Savills also suggested demand values for prime London housing remained “remarkably resilient”.
It comes after separate research from Savills found that despite rising concerns about rate hikes and heightened price sensitivity, demand values for prime London homes remained ‘remarkably resilient’ in the second quarter of this year.
Prices of property for sale in London’s main markets fell a marginal 0.2 percent in the quarter and 1 percent in the year, taking values 3.9 percent above pre-pandemic levels.
Prime central London held up better than outer prime London, indicating a growing divergence between cash and equity-rich buyers and other groups in their ability to transact, and between the absolute top of the market and segments with a lower value.
Cash buyers not exposed to rising interest rate concerns dominated demand in the second quarter.
According to Savills data, 71 per cent of prime deals this year were in central London and 35 per cent in suburbs.
Savills’ Frances McDonald explains: ‘The established prime markets most synonymous with equity-rich buyers are holding up the strongest in the mortgage market turbulence.

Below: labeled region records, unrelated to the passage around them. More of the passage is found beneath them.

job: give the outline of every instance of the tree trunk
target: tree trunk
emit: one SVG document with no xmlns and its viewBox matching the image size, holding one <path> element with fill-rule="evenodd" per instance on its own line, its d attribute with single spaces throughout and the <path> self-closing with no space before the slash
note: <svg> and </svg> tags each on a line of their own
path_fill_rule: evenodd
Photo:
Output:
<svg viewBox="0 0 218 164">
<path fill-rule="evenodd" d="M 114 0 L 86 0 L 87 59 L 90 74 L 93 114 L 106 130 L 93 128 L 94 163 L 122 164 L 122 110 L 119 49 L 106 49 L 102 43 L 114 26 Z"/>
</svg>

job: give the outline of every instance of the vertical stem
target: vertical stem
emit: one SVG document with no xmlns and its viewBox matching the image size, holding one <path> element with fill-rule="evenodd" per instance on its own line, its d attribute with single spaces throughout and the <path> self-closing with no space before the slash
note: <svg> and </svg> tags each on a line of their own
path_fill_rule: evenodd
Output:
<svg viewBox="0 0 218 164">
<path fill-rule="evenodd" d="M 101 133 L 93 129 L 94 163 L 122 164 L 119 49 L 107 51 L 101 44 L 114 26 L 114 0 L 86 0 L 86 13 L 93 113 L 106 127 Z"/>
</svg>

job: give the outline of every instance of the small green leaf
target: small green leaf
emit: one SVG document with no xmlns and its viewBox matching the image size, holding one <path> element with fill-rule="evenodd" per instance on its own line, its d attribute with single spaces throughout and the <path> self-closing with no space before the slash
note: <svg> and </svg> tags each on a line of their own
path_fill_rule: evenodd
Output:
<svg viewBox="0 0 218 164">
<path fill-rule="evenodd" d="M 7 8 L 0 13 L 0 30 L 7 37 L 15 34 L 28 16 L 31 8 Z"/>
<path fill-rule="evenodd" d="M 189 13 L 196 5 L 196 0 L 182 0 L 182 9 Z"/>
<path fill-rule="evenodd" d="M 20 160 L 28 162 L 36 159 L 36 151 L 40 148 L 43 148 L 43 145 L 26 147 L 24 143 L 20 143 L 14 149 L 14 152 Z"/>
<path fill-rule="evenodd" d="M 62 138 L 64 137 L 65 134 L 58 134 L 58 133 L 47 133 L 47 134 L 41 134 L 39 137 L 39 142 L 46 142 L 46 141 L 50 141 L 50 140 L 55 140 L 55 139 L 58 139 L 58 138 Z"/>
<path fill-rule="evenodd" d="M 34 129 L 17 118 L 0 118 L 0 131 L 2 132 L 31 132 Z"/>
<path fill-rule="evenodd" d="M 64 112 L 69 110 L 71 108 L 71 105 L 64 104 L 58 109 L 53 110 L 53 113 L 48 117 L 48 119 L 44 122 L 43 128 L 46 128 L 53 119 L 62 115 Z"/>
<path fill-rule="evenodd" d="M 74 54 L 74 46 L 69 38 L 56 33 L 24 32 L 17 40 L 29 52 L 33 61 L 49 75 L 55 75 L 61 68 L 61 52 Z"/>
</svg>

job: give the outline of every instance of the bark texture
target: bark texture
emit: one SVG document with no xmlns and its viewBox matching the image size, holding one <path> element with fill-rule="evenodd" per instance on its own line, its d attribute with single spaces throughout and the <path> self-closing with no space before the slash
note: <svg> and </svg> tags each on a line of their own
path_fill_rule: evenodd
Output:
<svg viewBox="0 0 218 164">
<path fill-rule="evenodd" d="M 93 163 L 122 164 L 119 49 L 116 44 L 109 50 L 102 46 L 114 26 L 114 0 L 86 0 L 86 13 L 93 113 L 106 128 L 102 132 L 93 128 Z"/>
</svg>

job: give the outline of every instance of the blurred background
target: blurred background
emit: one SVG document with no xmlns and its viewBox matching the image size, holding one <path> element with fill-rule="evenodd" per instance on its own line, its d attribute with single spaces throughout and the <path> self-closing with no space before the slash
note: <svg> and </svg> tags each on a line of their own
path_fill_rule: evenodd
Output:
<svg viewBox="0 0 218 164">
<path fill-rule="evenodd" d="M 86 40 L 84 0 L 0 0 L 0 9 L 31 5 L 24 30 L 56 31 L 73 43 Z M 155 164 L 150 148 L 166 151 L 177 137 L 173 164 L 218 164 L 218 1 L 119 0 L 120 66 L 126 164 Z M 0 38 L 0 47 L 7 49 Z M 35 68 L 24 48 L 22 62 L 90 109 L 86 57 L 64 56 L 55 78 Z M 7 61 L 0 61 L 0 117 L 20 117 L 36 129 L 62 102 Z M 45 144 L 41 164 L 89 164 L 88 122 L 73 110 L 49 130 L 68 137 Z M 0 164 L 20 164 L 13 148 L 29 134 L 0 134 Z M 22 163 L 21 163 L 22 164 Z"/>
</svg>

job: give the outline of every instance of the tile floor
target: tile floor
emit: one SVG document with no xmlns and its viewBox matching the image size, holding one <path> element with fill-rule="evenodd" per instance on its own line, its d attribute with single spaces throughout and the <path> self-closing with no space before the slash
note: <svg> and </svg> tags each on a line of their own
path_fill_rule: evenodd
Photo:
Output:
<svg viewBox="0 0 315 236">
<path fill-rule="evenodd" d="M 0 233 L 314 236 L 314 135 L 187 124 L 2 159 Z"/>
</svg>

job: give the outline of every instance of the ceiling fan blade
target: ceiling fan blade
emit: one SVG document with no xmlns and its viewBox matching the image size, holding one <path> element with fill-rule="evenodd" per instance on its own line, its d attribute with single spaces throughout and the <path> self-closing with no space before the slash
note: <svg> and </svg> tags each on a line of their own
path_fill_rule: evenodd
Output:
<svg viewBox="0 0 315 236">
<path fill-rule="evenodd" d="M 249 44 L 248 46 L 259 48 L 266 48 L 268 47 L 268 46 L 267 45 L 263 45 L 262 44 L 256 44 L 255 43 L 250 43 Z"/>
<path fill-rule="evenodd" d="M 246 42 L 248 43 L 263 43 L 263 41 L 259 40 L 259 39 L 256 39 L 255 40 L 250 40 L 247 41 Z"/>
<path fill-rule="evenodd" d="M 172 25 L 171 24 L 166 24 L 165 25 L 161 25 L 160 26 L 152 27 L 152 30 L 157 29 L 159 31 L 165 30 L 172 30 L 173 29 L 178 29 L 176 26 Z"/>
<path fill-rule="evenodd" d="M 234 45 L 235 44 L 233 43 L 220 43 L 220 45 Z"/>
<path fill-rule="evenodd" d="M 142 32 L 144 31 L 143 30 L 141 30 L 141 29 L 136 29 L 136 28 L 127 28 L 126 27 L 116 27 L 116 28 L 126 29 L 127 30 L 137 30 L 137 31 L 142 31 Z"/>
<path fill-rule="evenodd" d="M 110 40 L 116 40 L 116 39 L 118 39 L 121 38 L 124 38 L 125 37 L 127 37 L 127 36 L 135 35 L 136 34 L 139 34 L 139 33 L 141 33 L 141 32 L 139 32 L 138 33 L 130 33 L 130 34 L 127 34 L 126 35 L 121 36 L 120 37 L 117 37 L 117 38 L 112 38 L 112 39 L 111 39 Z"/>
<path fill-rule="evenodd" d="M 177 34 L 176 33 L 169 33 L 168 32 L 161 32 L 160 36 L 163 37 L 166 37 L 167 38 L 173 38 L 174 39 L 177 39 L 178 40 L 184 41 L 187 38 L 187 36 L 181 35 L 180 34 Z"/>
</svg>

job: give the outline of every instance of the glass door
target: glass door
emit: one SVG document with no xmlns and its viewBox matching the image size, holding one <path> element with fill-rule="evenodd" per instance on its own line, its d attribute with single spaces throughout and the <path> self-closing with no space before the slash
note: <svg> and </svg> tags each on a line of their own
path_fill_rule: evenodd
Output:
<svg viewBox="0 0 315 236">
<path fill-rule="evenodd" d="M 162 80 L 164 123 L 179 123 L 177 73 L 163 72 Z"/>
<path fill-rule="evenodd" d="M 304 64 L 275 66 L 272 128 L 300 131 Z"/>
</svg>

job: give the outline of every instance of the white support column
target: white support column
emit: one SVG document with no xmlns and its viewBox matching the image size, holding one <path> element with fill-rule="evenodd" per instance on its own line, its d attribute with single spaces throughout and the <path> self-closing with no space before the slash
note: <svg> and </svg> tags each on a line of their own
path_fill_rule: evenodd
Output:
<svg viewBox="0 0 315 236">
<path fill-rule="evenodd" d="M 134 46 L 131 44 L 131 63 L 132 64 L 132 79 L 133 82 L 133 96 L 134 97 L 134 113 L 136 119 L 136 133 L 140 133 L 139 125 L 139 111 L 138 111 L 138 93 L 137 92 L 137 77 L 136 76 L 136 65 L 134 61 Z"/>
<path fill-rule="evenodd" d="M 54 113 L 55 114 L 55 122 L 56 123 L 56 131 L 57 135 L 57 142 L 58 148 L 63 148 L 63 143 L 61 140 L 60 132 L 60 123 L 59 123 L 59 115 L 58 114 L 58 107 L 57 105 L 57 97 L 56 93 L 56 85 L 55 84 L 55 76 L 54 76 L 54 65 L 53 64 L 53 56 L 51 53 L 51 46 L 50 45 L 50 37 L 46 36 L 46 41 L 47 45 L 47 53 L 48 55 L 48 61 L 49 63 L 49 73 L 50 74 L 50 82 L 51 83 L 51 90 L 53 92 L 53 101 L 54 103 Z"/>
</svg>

While London’s prime market continues to outperform expectations, the latest interest rate hikes are likely to strain buyers’ budgets and increase price sensitivity, particularly in the more domestic outer prime locations where more buyers rely on loans. Sellers will have to price pragmatically to match the buyer’s prevailing expectations.’
Uma Rajah, from CapitalRise, added: ‘Central London’s premier property market has once again proven why it has a reputation for being the most resilient parts of the UK property market.
It attracts a much higher proportion of cash buyers compared to the wider London or UK market in general, and it is not surprising that this proportion can increase at times like this when the cost of debt has risen after successive increases of the base rate we’ve seen recently.
“PCL buyers, sellers and investors are naturally more immune to rising mortgage costs, which is a key factor contributing to the resilience of this market niche.”